Dismasting - Why does it happen, how to prevent it

Part 11 - Conclusions – The Answer to Post Number One

After all that background, now comes the answer to the original questions. Remember, i still haven’t finished answering the very first post yet.

"I understand basically that dismasting is - under rough, windy conditions the mast either breaks or falls over due to some kind of stress failure in the rigging."

yes. you are right. Invariably from 316 Stress Corrosion Cracking.

316 is the CHEAPEST crappiest metal you could possibly put on your rigging. as it will look GREAT, (which is why it is used) but it will be riddled with an invisible cancer all the way through.

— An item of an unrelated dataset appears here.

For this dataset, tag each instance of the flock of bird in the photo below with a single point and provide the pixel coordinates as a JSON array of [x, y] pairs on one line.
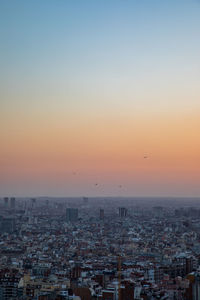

Rather than stretching, it will brittle snap clean in half just when it is needed most. ie under a sudden sharp stress.

There is no other alloy more primitive, more stupid, and more treacherous. ie it looks perfectly good, solid, sound, SHINY and sexy, but will fail suddenly from an invisible crack, and only then when it has broken clean in half can you see the rust and rot that was present.

Embedded 316 Bolts and chainplates need oxygen. If the 0.0000013mm protective chrome oxide (a ceramic) coating gets the tiniest scratch, or a microscopic speck of normal steel from using normal tools damages this surface coating, then the entire part can rot away to nothing.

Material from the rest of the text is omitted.